Mensonges et falsifications

Ce qui n’arrange pas l’image de la multinationale. Dès 2002, elle a été mise en cause pour avoir falsifié une trentaine de rapports concernant des fissures dans la structure de treize de ses réacteurs et dissimulé un premier accident incontrôlé, en 1978, à Fukushima.

Après la catastrophe de 2011, on lui reproche d’avoir été gouvernée plus par le souci de préserver les équipements de la centrale que de prendre en compte le risque pour les populations.

La bourse plutôt que la vie

Et d’avoir négligé, dès mai 2011, d’entreprendre la gestion des eaux contaminées (qu’elle doit dramatiquement affronter aujourd’hui), redoutant que le coût, 1 milliard de dollars, aurait terni son image à la bourse.

Il en résulte que Tepco est aujourd’hui l’objet de centaines de plaintes, à quoi s’ajoute des demandes d’indemnisations qui se comptent en dizaines de milliards d’euros.
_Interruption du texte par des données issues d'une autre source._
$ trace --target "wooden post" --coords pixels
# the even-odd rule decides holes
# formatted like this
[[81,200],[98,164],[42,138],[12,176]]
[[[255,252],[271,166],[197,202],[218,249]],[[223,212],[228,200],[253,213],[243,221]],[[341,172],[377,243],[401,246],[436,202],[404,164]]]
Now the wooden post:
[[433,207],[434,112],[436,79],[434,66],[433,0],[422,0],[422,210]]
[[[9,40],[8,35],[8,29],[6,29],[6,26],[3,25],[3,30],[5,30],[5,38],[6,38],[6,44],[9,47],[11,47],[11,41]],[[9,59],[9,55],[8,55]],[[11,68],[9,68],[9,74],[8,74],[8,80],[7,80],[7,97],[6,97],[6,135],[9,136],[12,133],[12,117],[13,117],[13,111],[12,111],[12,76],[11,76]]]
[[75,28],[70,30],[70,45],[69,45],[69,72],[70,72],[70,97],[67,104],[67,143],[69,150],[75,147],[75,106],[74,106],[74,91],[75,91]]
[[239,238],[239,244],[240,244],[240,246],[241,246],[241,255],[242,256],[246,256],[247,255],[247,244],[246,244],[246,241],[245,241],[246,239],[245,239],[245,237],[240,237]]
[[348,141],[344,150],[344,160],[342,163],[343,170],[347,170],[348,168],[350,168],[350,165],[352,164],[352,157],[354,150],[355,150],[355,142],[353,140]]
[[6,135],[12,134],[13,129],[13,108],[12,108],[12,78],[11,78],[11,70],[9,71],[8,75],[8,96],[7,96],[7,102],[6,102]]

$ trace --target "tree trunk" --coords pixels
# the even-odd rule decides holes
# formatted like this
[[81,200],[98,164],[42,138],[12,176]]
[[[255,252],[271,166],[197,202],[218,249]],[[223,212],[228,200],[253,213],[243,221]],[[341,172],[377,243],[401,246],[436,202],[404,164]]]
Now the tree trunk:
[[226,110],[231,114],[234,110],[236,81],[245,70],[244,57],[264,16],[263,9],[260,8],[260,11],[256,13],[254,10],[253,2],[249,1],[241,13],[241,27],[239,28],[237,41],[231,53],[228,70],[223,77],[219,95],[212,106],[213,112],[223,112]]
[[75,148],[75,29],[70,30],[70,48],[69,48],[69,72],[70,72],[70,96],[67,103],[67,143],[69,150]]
Ce « Soleil levant » qui perd pied

On peut s’étonner que, dans ce Japon, qui fut le parangon, un temps, de la maîtrise entrepreneuriale et technologique, les autorités et l’exploitant se montrent dans l’incapacité de réagir avec l’efficacité et la détermination, qu’exigerait l’une des plus grandes catastrophes industrielles.

Le premier ministre Shinzo Abe somme Tepco de régler le problème des fuites d’ici à fin mars 2014. D’autres avancent qu’il faudra bien pomper jusqu’en 2020, avant d’atteindre les cœurs nucléaires. Pour l’éventuel démantèlement complet, comptez quarante ans au moins.